Salzwedel l Das Salzwedeler Danneilmuseum wartet seit dem gestrigen Freitag mit einer neuen Ausstellung auf. Auf insgesamt 17 Bildern sind historische Motive der Hansestadt zu sehen. Aufgenommen wurden sie vom Salzwedeler Brennereimeister Albert Wande (1862-1936). "Wande war ein leidenschaftlicher Hobbyfotograf. Obwohl er eigentlich ein Feind moderner Technik war, hat er bei der Fotografie scheinbar eine Ausnahme gemacht", erklärte Museumsleiter Ulrich Kalmbach.

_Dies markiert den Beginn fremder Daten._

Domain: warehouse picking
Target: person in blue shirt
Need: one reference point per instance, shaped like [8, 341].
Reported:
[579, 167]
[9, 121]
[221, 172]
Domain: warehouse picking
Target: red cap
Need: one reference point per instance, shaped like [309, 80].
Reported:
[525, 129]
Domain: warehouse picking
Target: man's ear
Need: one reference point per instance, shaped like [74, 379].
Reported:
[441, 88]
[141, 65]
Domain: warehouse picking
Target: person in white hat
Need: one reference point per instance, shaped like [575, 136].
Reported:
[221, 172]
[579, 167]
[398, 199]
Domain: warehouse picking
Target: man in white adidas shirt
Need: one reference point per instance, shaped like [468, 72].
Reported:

Mit seiner Plattenkamera war Albert Wande, der sich das Fotografieren autodidaktisch beigebracht hat, nicht nur in der Hansestadt, sondern auch im Umland unterwegs. Dabei lichtete er vor allem Landschaften ab.

Sein fotografischer Nachlass umfasst rund 2500 Glasnegative, die Wandes Nachfahren dem Danneilmuseum zur Verwahrung überlassen haben.

"Jedes Negativ war in eine Papierhülle eingepackt. Albert Wande hat jedes Bild mit einem Vermerk über Aufnahmedatum, Ort, Motiv und den technischen Daten wie Blende und Belichtungszeit versehen. So etwas fehlt sonst bei historischen Aufnahmen", berichtete Kalmbach. Alle 2500 Glasnegative seien digitalisiert und in das Fotoarchiv des Museums aufgenommen worden.

"Wir werden sicherlich irgendwann einmal eine komplette Ausstellung über Albert Wande und seinen Nachlass machen. Dafür hoffen wir noch auf autobiografische Angaben über ihn", so Ulrich Kalmbach.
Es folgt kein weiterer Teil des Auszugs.